La donna ripose la fotografia nel mucchio delle carte, lo riannodò e lo rimise nella scatola.
Si appoggiò al tavolo, chiuse gli occhi poi volgendosi stancamente al nipote disse: «È vero i tempi stanno cambiando. Ma quel che non cambierà è lo spirito dell’ambiente in cui siete cresciuto. Voi siete giovane e forse non ne avete coscienza. In questo io ero assai più perspicace di voi. Io l’avevo già capito allora».
Il ragazzo la guardò sospettoso: «Che cosa avevate capito?»
«Noi siamo dominatori, George. Un abisso ci separa dalla gente comune»
«Storie» fece infastidito il ragazzo.
«Quando vi presenterete in qualsiasi ambiente il vostro nome vi precederà. Il mio suonatore d’arpa ha dovuto strapparsi l’anima per sfondare nella musica e non c’è riuscito. Era delizioso e dotato. Un gran musicista» sospirò.
«Avreste potuto aiutarlo. Un vostro biglietto di presentazione lo avrebbe certamente favorito» replicò il ragazzo.
La donna lo guardò ironica: «E avrebbe dato adito a una quantità di dicerie. Non non lo aiutai dopo averlo dovuto lasciare. Ho sempre fatto il mio dovere con serietà»
«E vi siete probabilmente rovinata la vita. Per questo siete diventata così acida» disse strafottente il giovane.
La donna lo guardò con commiserazione: «Acida?» e diede in una risatina stridula «Si diventa acidi quando si coltiva il risentimento per ciò che non s’è potuto fare»

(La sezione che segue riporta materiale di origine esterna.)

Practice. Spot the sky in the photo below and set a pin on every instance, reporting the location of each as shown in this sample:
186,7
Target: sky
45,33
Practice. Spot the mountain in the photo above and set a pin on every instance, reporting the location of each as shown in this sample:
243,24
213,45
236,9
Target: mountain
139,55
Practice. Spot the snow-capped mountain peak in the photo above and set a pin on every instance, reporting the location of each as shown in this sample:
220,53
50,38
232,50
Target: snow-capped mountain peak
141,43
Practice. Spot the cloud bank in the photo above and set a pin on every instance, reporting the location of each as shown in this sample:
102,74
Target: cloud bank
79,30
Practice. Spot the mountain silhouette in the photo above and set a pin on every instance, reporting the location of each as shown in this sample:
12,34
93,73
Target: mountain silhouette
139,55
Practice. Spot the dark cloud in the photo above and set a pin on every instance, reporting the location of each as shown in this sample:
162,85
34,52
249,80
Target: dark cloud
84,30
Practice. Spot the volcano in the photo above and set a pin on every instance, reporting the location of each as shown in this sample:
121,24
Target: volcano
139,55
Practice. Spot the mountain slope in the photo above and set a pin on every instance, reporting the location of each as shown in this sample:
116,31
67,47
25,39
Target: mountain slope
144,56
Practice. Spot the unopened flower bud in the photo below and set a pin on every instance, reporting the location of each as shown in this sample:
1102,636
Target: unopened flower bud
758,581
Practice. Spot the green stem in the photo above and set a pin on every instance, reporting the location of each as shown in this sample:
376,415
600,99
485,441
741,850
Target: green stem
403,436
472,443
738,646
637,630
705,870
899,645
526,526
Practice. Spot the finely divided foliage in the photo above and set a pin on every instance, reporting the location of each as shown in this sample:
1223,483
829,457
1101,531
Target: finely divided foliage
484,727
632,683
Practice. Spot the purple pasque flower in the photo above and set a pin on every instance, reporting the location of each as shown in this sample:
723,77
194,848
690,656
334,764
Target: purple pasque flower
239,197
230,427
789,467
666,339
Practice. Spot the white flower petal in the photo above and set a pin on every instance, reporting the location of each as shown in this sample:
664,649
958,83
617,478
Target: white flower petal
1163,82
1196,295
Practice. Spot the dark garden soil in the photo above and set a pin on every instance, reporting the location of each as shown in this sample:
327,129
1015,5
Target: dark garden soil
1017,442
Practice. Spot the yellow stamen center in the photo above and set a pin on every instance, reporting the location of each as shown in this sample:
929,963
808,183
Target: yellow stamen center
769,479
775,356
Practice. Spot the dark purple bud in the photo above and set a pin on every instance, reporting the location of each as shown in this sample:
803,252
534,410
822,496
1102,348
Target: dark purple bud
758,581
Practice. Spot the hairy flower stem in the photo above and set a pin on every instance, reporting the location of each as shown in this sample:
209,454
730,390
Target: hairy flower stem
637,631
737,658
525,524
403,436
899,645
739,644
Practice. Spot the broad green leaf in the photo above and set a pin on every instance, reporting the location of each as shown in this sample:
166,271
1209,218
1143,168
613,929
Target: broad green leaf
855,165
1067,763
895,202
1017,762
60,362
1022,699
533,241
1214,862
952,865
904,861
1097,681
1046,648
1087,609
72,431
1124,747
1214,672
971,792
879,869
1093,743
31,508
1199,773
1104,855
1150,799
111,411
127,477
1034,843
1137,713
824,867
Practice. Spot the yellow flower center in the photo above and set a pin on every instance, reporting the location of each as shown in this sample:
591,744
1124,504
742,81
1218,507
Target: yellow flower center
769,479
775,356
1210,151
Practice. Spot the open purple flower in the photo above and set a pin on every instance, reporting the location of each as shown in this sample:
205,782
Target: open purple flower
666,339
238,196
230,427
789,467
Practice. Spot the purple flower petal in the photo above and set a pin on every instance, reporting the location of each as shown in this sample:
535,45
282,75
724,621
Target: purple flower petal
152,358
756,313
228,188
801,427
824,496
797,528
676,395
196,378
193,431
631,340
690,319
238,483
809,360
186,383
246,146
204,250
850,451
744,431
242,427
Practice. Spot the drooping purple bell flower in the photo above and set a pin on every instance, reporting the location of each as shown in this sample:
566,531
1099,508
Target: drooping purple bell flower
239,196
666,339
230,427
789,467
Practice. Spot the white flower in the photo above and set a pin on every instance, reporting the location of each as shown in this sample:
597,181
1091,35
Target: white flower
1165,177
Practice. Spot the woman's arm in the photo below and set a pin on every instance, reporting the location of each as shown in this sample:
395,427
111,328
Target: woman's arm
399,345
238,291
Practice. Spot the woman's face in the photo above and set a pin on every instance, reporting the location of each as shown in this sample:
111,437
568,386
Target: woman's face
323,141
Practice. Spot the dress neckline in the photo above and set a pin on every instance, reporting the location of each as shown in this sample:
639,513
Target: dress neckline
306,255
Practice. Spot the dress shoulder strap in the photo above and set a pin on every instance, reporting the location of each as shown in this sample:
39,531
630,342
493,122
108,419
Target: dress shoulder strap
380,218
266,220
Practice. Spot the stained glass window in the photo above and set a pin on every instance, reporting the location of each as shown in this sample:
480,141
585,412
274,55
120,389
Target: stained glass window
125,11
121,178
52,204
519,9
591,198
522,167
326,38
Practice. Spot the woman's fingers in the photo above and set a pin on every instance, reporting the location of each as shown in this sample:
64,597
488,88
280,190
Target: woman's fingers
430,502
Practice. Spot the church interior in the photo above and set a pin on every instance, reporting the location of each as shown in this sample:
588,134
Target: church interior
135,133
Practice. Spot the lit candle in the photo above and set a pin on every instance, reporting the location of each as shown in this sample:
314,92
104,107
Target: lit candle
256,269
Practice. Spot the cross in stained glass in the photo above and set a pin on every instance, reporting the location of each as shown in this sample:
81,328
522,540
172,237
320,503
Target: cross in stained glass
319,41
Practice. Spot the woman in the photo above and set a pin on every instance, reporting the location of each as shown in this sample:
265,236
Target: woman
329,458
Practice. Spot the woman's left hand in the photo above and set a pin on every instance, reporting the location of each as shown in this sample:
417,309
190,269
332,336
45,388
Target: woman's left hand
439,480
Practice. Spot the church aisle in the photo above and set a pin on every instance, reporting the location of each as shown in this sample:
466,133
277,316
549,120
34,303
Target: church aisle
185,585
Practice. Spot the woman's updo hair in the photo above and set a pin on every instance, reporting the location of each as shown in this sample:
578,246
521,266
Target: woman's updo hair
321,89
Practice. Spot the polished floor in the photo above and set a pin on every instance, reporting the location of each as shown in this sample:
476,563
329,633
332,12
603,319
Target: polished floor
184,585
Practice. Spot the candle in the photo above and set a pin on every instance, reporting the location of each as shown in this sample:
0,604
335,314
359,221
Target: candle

«Appunto» ribatté il giovane.
«Ma io non sono risentita. In gioventù non si è consapevoli, proprio come voi. In realtà io sono contenta di non aver potuto continuare quella relazione. Come mi vedrei ora, dopo aver dovuto seguire di paese in paese un musicista vagabondo alla ricerca di una piccola gloria insulsa? Qui, in questo palazzo ho appagato completamente la mia volontà di primato. E lo sono stata una prima donna, nipote. Molto più più che alla sequela di un bene così effimero come l’arte. Che cosa potrei aver desiderato di più?»
Il ragazzo la guardò stralunato: «Me lo diceva mio padre, vostro figlio, che voi avete un pezzo di ghiaccio nel vostro cuore. E forse lui è morto di crepacuore proprio per questo».
«Vostro padre? Un debole» disse quella con disprezzo.
«Era vostro figlio»
«Solo biologicamente» ribatté quella chiudendo di scatto la scatola. Risalì sulla scala e depose la scatola nel cassetto. Dopo averlo chiuso a chiave discese e rimise la scala al suo posto.
«Comunque nella costruzione della vostra immagine di donna tutta d’un pezzo, di regina della famiglia c’è una smagliatura» insinuò George.
«Quale, sentiamo?» disse lei beffarda mentre usciva dalla stanzina.
«Voi avete voluto la festa del mio fidanzamento» disse trionfante il ragazzo.
«Questione di opportunità»
«Non credo. E poi c’è la questione della villa di Portofino» disse ancora il ragazzo.
«Oh, quella… un brevissimo sbandamento»
«Che però rivela una vostra debolezza di fondo»
«Quanto vi sbagliate, ragazzo» disse lei «E quanto dimostrate di non capirmi. Ma credevate davvero di potermi ‘ricattare’ in merito a quella ragazza e alla sua famiglia rivangando questa vecchia storia – che peraltro conoscono tutti»
Il ragazzo la guardò disorientato: «Come sarebbe a dire?»
«Vedremo se la vostra… amante… reggerà alla situazione»
«Comincio a capire… volete umiliarla» mormorò il ragazzo turbato.
«È una prova vera. Potrebbe anche superarla» disse quella incamminandosi per i corridoi «In fondo a ognuno occorre sempre dare una possibilità»
«E se non la supera?» fece George pallido.
«Ne trarrete le conseguenze. Come in ogni supremazia che si rispetti» e tirò via attraverso gli anditi del palazzo senza più dire una sola parola.